Afghan Journal

Lifting the veil on conflict, culture and politics

An American in Pakistani custody



Who exactly is Raymond Davis, the main at the centre of a flaming row between the United States and Pakistan that threatens to derail ties altogether ? It’s an obvious question to ask given the lengths the Obama administration has gone to secure the release of Davis held in Pakistan for shooting and killing two men who he said were trying to rob him. As Reuters reported this week, Washington had put on hold some bilateral engagements, and even hinted that a $7.5  billion civillian aid package could be jeopardised if Islamabad continued to hold Davis disregarding his diplomatic immunity. The New York Times and the Washington Post said a much-sought after state visit by President Asif Ali Zardari planned for the end of March was on the line now. U.S. Secretary of State Hillary Clinton cancelled a meeting with Pakistan Foreign Minister Shah Mehmood Qureshi at an international security conference in Munich late last month, the Post said.

The Americans are saying Davis is a diplomat and hence arresting him is a violation of international norms and the Vienna Conventions.  The U.S. embassy had initially identified him as a staff member of the U.S. consulate in the eastern city of Lahore where the incident occured.
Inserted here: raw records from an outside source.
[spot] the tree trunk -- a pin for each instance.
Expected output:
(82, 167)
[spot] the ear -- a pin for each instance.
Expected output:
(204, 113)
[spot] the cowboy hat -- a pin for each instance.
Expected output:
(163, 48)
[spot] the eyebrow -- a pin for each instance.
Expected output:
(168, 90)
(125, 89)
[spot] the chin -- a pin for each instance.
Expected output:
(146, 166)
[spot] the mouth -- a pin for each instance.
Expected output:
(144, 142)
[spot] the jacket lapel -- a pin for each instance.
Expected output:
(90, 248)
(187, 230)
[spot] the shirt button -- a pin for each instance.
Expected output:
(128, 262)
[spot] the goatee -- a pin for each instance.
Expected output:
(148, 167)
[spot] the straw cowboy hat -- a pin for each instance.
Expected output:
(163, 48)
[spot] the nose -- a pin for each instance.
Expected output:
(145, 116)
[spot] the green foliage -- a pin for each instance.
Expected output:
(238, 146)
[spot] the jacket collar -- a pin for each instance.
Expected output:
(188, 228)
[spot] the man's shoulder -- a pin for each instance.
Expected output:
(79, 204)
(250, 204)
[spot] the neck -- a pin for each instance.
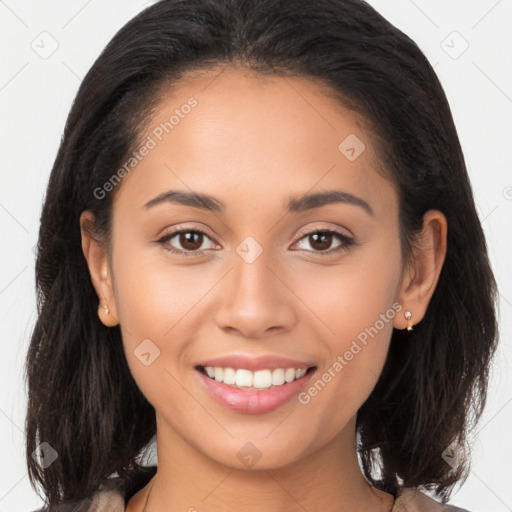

Pakistanis on the other hand are outraged by the incident, seeing it as another case where the Americans are acting with impunity in their country. Not only are they conducting air strikes in an ever widening arc in the troubled northeast corner of the country, but they also operating in the streets of  the largest cities unchallenged, they feel.  Religious parties which have long condemned U.S. involvement in the country have hit the streets demanding that the government  stand firm against U.S. calls to release the man.

 A Lahore court has barred the government from handing over Davis to U.S. custody.  It says it will decide whether he had diplomatic immunity or not. On Friday the court extended his remand by another 14 days, infuriating the Americans further.